Elias M. Ammons

Elias Milton Ammons (* July 28, 1860 in Franklin, Macon County, North Carolina, † May 20, 1925 in Denver, Colorado ) was an American politician and from 1913 to 1915 the 18th Governor of the State of Colorado.

Early years and political rise

Already moved in 1871 Elias Ammons with his family to Colorado, where he led the Denver attended high school until 1880. After that, he worked in various jobs, including the newspaper industry. After he had partially lost his eyesight due to a serious illness, he turned to cattle raising. He was the founding of the National Western Stock Show ( a cattle show ) and the livestock and Pferdezüvchtervereinigung of Colorado involved.

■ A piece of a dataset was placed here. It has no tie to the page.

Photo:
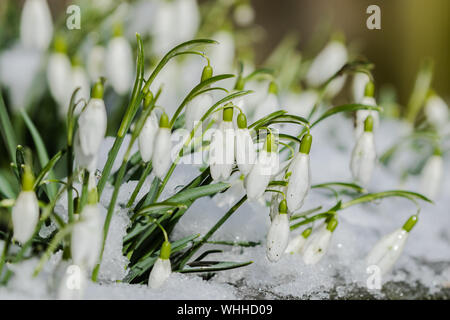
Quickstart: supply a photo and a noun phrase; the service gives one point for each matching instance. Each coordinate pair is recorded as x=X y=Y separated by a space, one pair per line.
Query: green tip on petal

Ammons was also vice president of the Agriculture Committee of Colorado and in 1890 he was employed in the management of the District Court in Douglas County. In addition, he was one of the founders of the First National Bank of Littleton. Between 1890 and 1896 he was a Republican delegate in the House of Representatives from Colorado. Between 1894 and 1896 he was even President of the house. After Ammons joined by Republicans to the Democratic Party. Between 1898 and 1902 he represented his new party in the Senate from Colorado. In the years 1904 and 1906 he applied unsuccessfully to each office as Deputy Governor of Colorado. On 5 November 1912, he was elected as a Democratic candidate for the new governor of his state.

Governor of Colorado

Elias Ammons took up his new post on January 14, 1913. In his two-year tenure, he sat down for an improvement in education, and he promoted the expansion of the road network. This happened against the background of increasing automobile traffic. He also laid the foundation for state-owned parks. The election districts for the congressional elections were then re-divided. The legislation for the control of the banking and insurance sector has been revised. His name is also associated with the so-called Ludlow Massacre. This was preceded by a strike of coal miners, which led to violent clashes. Thereupon the governor mobilized the National Guard to the strikers to expel from the possession of the mine owners. The following clashes 25 people were killed. The strike finally ended in December 1914 just before the end of Ammon's tenure with a compromise.

Further CV

After the end of his tenure, Ammons withdrew from politics and went back to his private affairs. He died in May 1925., With his wife Elizabeth Fleming had Elias Ammons three children, including the son of Ammon plate, which from 1937 to 1939 should also be Governor of Colorado.